Mezcal makes you magic

By Christmas Day, Shiloh had adjusted to the time zone, so at 6:30am, Andrew and Shiloh hit the empty streets to allow Emerson to sleep. They wandered for three hours before Emerson emerged, recharged, and ready for the day.

Coco picked us up from our hotel and kindly insisted we go first to his favorite spot to learn how textiles are made. Emerson was so attentive as the artisan explained their process. First, they gather the animal furs, then washing them with a natural soap, brush, spin, dye and weave. It’s simple enough to explain, and remarkable to see done. The artisan showed us how to find colors from the most unexpected places, like using pomegranate seeds to create green dye and the dried and crushed fungus that grows off a cactus to make purple.

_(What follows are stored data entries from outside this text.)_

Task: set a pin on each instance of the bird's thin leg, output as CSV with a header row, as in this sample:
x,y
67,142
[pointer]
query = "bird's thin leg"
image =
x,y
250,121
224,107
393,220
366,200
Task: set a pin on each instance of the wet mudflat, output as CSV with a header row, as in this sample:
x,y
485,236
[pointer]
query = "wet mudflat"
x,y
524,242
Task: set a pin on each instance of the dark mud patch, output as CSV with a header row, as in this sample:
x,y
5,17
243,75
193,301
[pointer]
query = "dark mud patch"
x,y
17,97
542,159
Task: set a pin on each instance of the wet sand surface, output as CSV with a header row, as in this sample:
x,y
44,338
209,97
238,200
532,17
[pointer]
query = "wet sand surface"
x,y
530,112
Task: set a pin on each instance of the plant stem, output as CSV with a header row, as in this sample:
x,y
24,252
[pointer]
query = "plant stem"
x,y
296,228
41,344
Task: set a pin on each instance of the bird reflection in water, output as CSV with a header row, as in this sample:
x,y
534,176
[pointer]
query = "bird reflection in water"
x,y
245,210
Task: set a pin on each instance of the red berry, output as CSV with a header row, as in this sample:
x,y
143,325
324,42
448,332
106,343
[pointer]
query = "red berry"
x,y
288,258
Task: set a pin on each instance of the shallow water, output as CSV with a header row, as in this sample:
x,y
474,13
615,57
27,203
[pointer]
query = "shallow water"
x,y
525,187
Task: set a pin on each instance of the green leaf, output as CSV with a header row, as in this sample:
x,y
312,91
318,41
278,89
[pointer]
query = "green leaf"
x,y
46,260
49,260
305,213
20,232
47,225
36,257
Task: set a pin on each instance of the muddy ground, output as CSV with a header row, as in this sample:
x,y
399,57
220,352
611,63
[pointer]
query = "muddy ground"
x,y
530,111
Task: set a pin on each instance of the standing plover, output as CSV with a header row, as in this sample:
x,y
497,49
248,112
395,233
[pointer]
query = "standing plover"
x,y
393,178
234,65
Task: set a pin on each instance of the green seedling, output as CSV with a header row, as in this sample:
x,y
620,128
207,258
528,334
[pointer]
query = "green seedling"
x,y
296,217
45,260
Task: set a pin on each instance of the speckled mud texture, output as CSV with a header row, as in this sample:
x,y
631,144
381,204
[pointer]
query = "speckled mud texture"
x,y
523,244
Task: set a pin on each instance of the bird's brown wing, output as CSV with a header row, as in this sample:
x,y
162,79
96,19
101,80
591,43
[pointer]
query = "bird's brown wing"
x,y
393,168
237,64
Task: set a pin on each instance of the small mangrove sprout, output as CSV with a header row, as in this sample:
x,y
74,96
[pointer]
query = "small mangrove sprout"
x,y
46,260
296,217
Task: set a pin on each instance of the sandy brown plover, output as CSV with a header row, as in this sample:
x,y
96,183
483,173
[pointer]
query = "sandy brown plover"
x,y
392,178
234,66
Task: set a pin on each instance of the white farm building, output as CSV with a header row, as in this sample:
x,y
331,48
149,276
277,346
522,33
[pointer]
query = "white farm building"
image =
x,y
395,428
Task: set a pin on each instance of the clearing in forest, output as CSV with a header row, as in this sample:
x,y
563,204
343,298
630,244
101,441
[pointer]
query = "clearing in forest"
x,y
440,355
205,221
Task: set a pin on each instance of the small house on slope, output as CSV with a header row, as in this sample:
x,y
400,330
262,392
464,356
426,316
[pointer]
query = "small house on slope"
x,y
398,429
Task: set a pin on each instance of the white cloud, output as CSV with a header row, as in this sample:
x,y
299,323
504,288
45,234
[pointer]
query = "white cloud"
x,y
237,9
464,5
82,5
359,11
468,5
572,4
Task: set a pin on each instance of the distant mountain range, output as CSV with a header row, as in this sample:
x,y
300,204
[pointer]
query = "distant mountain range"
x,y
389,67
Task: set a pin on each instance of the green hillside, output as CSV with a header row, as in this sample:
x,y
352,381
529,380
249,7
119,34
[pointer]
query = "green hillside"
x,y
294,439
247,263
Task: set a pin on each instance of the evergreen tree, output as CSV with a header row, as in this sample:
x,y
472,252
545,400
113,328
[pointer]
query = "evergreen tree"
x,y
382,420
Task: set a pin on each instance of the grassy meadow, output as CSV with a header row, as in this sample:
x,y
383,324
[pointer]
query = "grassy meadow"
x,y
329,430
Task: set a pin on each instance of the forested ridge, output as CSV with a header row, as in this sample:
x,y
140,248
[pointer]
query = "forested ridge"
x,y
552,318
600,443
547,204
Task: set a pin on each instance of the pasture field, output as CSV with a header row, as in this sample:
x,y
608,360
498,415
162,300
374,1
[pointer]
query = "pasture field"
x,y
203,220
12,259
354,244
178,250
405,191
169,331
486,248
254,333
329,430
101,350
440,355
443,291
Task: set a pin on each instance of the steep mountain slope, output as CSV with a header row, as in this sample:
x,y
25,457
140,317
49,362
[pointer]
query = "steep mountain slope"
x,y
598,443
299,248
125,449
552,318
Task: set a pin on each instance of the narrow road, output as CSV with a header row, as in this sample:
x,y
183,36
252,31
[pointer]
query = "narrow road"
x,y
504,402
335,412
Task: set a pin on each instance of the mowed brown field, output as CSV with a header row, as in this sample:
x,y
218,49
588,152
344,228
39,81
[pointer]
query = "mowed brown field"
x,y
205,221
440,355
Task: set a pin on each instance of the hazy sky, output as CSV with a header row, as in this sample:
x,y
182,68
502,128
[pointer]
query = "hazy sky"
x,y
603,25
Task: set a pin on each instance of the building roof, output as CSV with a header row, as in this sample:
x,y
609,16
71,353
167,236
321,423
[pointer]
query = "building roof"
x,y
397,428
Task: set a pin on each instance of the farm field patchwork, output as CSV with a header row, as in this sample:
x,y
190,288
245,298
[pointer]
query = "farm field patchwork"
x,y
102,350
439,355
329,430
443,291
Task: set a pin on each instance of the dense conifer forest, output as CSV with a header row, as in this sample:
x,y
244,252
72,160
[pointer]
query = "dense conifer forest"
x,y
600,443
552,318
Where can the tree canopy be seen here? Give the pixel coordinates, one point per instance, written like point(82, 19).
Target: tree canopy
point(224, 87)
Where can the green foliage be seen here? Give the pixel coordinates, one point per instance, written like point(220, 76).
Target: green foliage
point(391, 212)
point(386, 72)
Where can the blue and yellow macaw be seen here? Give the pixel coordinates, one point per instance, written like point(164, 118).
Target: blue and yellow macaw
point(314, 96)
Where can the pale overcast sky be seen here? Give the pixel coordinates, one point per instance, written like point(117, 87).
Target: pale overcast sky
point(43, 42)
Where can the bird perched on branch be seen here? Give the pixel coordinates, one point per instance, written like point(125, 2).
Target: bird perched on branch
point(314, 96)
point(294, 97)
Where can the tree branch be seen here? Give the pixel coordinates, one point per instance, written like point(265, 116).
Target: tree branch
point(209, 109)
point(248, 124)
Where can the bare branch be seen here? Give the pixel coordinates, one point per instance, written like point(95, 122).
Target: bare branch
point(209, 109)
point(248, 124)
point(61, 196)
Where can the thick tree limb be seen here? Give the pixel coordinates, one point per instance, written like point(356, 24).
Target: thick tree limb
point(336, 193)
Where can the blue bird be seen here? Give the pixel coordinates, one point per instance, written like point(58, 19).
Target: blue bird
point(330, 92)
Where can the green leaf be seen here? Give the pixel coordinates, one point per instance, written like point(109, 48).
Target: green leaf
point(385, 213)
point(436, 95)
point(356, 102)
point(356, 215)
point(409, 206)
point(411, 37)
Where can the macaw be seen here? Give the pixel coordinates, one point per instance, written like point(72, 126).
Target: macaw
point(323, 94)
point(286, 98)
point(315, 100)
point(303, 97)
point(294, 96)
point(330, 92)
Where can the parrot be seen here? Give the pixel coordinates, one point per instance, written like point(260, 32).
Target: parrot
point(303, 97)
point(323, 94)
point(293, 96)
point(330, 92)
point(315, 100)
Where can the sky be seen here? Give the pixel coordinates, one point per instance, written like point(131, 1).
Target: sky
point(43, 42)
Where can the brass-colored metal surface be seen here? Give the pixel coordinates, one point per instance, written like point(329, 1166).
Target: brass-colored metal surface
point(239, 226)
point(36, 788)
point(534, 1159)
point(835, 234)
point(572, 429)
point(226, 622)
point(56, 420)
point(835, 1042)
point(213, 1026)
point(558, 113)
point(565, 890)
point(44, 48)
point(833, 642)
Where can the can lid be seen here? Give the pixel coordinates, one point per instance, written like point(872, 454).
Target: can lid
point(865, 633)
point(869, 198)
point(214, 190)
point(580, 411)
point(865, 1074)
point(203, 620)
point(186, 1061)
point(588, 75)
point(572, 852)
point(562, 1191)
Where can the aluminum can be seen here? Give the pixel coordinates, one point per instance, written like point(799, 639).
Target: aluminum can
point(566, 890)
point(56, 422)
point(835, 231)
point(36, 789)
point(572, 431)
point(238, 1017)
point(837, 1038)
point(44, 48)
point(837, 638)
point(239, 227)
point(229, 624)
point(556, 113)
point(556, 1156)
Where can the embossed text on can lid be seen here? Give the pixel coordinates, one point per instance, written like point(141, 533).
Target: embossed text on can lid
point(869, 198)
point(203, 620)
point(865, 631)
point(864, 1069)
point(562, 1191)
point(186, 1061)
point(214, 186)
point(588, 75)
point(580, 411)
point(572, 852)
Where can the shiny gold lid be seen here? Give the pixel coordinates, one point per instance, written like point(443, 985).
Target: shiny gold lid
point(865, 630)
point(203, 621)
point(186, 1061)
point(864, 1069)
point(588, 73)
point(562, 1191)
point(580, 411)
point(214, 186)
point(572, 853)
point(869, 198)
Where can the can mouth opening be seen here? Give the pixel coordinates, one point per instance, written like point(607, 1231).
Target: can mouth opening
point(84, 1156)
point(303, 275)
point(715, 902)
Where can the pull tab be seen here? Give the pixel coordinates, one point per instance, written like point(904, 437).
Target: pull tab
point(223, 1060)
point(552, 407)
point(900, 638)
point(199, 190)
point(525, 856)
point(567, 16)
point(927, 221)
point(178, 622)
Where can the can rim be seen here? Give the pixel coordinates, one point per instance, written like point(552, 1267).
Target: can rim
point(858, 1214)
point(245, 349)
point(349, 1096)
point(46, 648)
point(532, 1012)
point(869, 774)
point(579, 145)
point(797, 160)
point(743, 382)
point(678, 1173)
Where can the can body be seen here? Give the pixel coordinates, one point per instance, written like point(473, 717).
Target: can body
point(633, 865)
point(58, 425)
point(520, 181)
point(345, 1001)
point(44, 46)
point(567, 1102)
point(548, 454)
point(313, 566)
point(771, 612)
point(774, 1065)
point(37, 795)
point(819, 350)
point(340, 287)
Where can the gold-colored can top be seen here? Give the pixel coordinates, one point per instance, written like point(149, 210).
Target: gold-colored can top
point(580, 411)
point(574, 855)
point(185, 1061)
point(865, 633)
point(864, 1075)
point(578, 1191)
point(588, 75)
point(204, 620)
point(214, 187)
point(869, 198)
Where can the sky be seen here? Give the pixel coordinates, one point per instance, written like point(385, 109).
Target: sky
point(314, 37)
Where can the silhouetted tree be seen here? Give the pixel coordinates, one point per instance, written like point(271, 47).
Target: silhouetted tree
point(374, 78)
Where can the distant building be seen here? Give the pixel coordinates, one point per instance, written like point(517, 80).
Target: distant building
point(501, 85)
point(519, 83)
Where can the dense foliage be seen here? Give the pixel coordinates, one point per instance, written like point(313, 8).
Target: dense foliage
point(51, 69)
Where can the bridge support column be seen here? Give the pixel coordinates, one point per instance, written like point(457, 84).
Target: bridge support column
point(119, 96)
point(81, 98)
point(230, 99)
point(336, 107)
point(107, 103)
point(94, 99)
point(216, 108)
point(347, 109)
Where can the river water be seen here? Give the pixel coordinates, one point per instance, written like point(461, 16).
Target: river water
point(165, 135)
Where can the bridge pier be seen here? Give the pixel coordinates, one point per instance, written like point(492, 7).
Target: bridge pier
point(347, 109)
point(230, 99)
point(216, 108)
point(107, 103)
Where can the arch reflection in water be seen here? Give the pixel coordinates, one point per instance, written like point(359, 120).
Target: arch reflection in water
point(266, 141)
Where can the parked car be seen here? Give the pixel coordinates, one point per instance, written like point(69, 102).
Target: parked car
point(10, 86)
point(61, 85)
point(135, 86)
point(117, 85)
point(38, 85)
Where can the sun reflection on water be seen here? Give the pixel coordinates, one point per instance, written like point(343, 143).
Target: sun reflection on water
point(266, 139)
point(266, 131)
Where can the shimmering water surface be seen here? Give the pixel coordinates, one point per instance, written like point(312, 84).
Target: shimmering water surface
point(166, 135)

By mid-day it was back to our regularly scheduled program: a mezcal tasting. Mezcal is made from agave plants that, depending on the type, can take between 7-15 years to grow. Some agave plants can be farmed, while others are more similar to truffles and can only be cultivated in the wild. In a wildly simplified explanation, the leaves are cut from the agave leaving a huge, heavy pineapple-like plant that is cooked beneath the ground in a fire for 7-10 days, then crushed by a giant rock pulled by a mule, then double distilled (single distillation could cause blindness), then, ta-da! Mezcal! Emerson was given a juice tasting to match our collection of mezcals. Andrew learned about the different mezcal varietals, and I learned that I really only like mezcal in cocktail form. In Oaxaca, mezcal is consumed daily because “Mezcal doesn’t make you drunk. It makes you magic.”

On our way back to the hotel we stopped to see the widest tree in the world and the small town that prides itself on their tree.

At dinner that night, Emerson ate his pasta by the handful, explaining to Shiloh that he’d ordered his own food. Shiloh consumed his weight in octopus, and we all went to bed happy.